Dillon on Municipal Corporations (5th ed.), Vol. 2, § 77, says the importance of a careful study of the charter or incorporating act and of the general legislation on the subject cannot be too strongly urged in determining the existence of the power of a municipal corporation to make contracts generally, and to make the particular contract under consideration, and in ascertaining the mode in which the power is to be exercised.

Section 4943, Rem. Comp. Stat., provides in substance that, when the directors of a school district are authorized to issue bonds, the board shall certify the result to the county treasurer, who shall publish notice of the sale of the bonds for a designated time, describing the bonds to be sold, and asking bidders to name a price and rate of interest at which they will purchase the bonds, or any of them. The section then provides for the denominations of the bonds and that they contain certain data on their faces.
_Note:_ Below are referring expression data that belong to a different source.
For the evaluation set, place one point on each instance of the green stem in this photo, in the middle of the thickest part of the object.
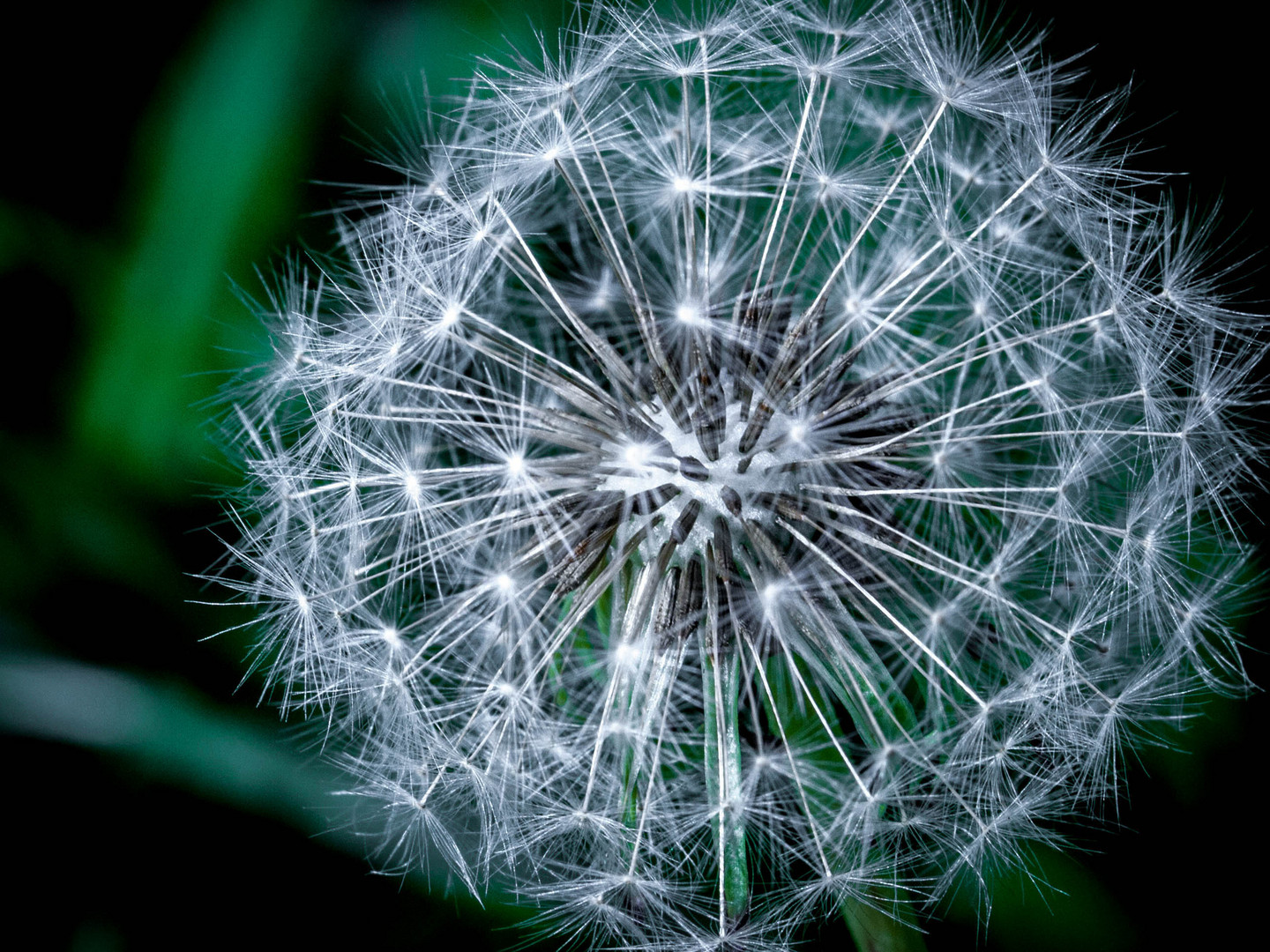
(721, 686)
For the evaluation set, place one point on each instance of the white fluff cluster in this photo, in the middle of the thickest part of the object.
(759, 460)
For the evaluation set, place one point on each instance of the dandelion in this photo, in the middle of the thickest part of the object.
(758, 462)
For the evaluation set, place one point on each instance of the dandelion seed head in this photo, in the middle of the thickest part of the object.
(836, 469)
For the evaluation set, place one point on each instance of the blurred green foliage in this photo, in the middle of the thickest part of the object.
(156, 164)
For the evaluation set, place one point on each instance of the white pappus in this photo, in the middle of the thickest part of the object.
(759, 460)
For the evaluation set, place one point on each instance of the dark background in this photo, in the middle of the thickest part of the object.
(152, 163)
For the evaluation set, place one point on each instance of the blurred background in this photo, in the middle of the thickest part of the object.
(153, 164)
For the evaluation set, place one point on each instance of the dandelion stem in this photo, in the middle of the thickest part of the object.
(721, 677)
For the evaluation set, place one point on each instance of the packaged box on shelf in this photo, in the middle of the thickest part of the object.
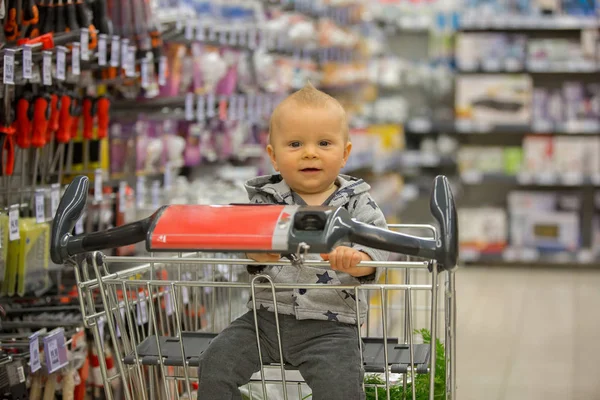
(493, 100)
(483, 230)
(547, 222)
(490, 51)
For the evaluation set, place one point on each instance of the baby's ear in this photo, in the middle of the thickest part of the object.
(271, 153)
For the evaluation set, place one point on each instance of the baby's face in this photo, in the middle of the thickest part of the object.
(309, 147)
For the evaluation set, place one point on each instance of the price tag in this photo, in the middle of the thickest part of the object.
(61, 63)
(144, 72)
(210, 105)
(79, 225)
(75, 59)
(115, 47)
(47, 68)
(155, 194)
(101, 323)
(200, 34)
(85, 44)
(200, 104)
(142, 310)
(13, 223)
(168, 176)
(162, 71)
(252, 38)
(241, 108)
(185, 291)
(189, 106)
(189, 30)
(130, 69)
(55, 350)
(54, 198)
(34, 352)
(140, 191)
(122, 195)
(232, 109)
(40, 209)
(9, 67)
(98, 185)
(124, 50)
(168, 302)
(27, 62)
(102, 49)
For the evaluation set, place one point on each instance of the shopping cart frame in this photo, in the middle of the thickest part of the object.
(103, 278)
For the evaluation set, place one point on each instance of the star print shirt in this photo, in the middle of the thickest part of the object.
(328, 304)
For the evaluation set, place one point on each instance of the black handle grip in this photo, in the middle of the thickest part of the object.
(443, 210)
(64, 245)
(384, 239)
(69, 210)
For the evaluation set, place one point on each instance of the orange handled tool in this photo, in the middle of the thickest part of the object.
(103, 113)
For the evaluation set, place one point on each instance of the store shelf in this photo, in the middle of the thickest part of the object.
(478, 22)
(527, 179)
(530, 257)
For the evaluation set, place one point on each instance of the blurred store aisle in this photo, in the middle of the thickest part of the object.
(528, 334)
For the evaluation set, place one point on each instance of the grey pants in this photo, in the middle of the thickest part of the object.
(326, 353)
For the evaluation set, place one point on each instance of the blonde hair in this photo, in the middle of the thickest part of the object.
(308, 96)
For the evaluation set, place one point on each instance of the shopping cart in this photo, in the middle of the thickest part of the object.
(162, 312)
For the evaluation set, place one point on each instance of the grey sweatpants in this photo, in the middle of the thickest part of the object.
(325, 352)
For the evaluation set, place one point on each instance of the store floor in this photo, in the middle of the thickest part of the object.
(528, 334)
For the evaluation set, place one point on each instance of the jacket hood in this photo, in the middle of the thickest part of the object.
(275, 186)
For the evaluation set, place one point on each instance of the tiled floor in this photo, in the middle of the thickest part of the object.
(528, 333)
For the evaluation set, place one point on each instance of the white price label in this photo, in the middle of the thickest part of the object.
(200, 35)
(140, 191)
(189, 106)
(168, 176)
(185, 291)
(142, 310)
(232, 108)
(47, 68)
(162, 71)
(124, 51)
(144, 72)
(130, 70)
(13, 223)
(102, 49)
(241, 112)
(75, 59)
(101, 323)
(115, 46)
(168, 302)
(61, 63)
(122, 195)
(155, 194)
(34, 352)
(9, 67)
(98, 185)
(189, 30)
(200, 108)
(79, 225)
(40, 209)
(54, 359)
(85, 44)
(27, 62)
(54, 198)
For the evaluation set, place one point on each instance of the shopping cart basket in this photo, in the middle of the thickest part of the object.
(162, 312)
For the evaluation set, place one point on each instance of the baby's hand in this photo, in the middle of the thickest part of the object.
(264, 257)
(344, 258)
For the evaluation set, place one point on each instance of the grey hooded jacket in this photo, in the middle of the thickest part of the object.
(334, 305)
Section 4944, Rem. Comp. Stat., provides:

“At the time named in said notice it shall be the duty of said board of directors to meet with the county treasurer at his office, and with him open said bids, and sell said bonds or any portion thereof to the person or persons making the most advantageous offer: Provided, the bonds shall never be sold below par, and the board of directors may reject any and all bids, and at any time within two years of the election at which authority was granted to issue and sell said bonds, the board of directors may proceed to readvertise the sale of such bonds or any portion thereof as often as may be necessary until the whole thereof shall be sold;"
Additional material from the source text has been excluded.